Just a year later, Crosby had another solo show at the Norton Museum of Art and was named Financial Times, the woman of the year. Crosby had broken more than just the glass ceiling, being renowned as one of the greatest black women artists of her time.  2016 was a pinnacle year for Crosby’s market. As an artist Njideka Akunyili Crosby was producing work at her own pace had a growing demand that was prompting her prices to soar at auction. Year after year it seems that her works break the previous record. Her highest-grossing painting to date at auction is titled Bush Babies sold at Christie’s in 2018 for $3.4 million.

How does Akunyili Crosby show her layered identity in her work?

As a painter Njideka Akunyili Crosby prides herself on the concept of integrating African intimacy with western painting. This type of influence is first inspired by Kerry James Marshall’s work. The way that Crosby works is by taking photos of her and her family from Nigeria and collaging them with acetone transfer prints and then layering with acrylic paint, charcoal, and colored pencil. Taking the subject matter that is deeply rooted in her African heritage and layering it with pop culture and western influence is a means of bridging the gap of the two sides of her life living in the west and also holding on to her Nigerian roots.  With this being said she claims her work cannot be categorized as either American no Nigerian, but rather as an autobiography.

Recognition and Rewards

Also cannot discuss Crosby without discussing the several other awards and major exhibitions she was granted such as, in 2014 the Smithsonian American Art Museum’s James Dicke Contemporary Art prize, 2016 I refuse to be invisible at the Norton, and also being given a commission for a mural at the Museum of Contemporary art in Los Angeles. In 2017 Crosby was also dubbed a MacArthur Fellow.

Signature Works

I Always Face You, Even When It Seems Otherwise (2012)

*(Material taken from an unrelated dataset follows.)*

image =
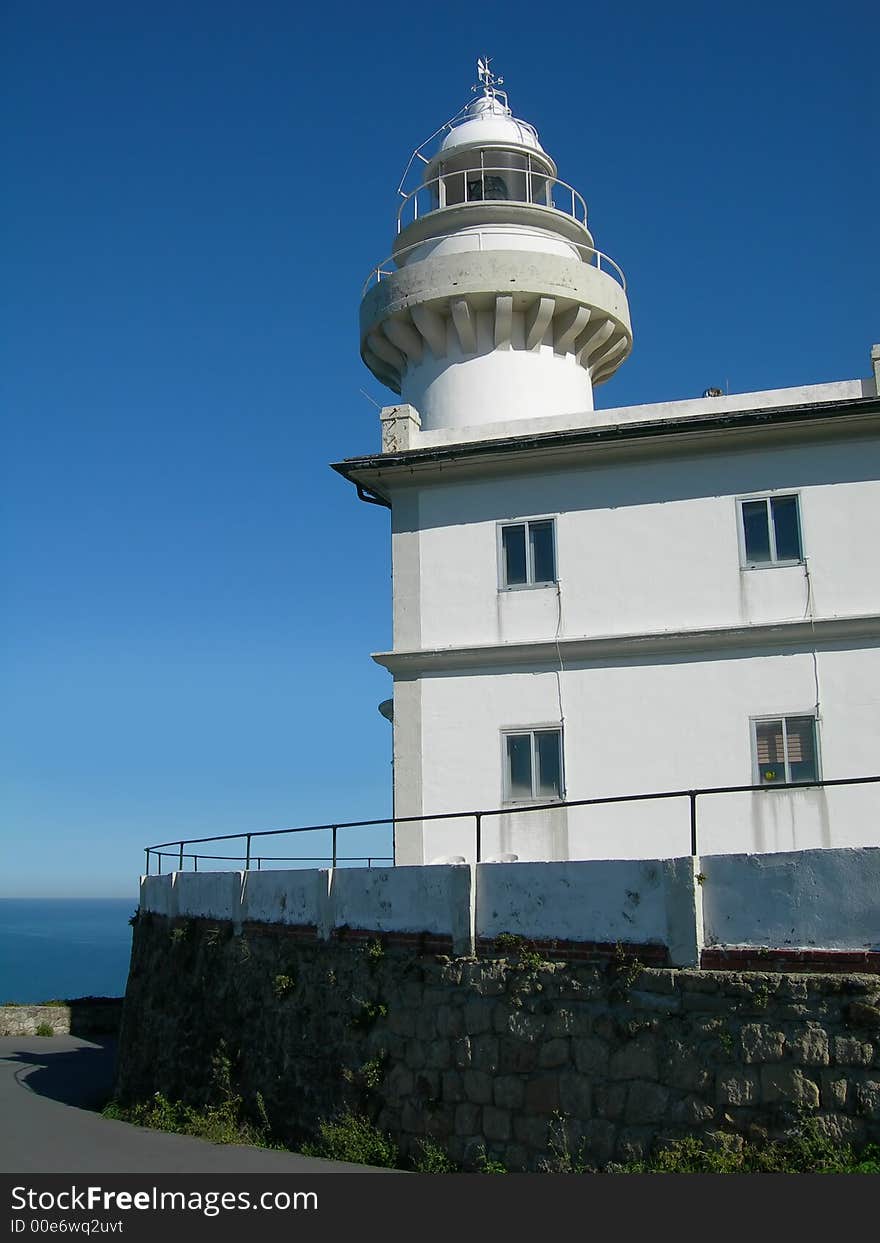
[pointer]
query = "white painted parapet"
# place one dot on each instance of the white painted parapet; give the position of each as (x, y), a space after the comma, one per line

This two-panel painting is a perfect example of Crosby explaining her work as is autobiographical. This painting depicts an intimate moment of her and her family, including her American-born husband. The multiple layers of this work, both literal and metaphorical are seen in the tiny images blended with the acrylic providing visual references of Nigerian fashion and influence fused in the western painting style. This painting can speak to the complexities of cross-cultural identity.

Bush Babies (2017)

Paying homage to the history of Western painting while maintaining the socio-cultural visual vernacular of her native Nigeria, these emotionally nuanced paintings articulate the joys and challenges of a transcultural perspective “It is about what it means to be someone who has existed between multiple worlds and carries all those influences with them at once”. This artwork in particular although a still life still encompasses this mentality.

Mother and Child (2016)

Another painting that peers a more personal viewpoint of the artist’s life. This one puts a major focal point of a photo transfer of the young artist and her mother. This is also accompanied by images of her mother through the interior of the space that Njideka is seated in. This work was part of the series Portals originally held at the Artist’s main gallery, Victoria Miro gallery.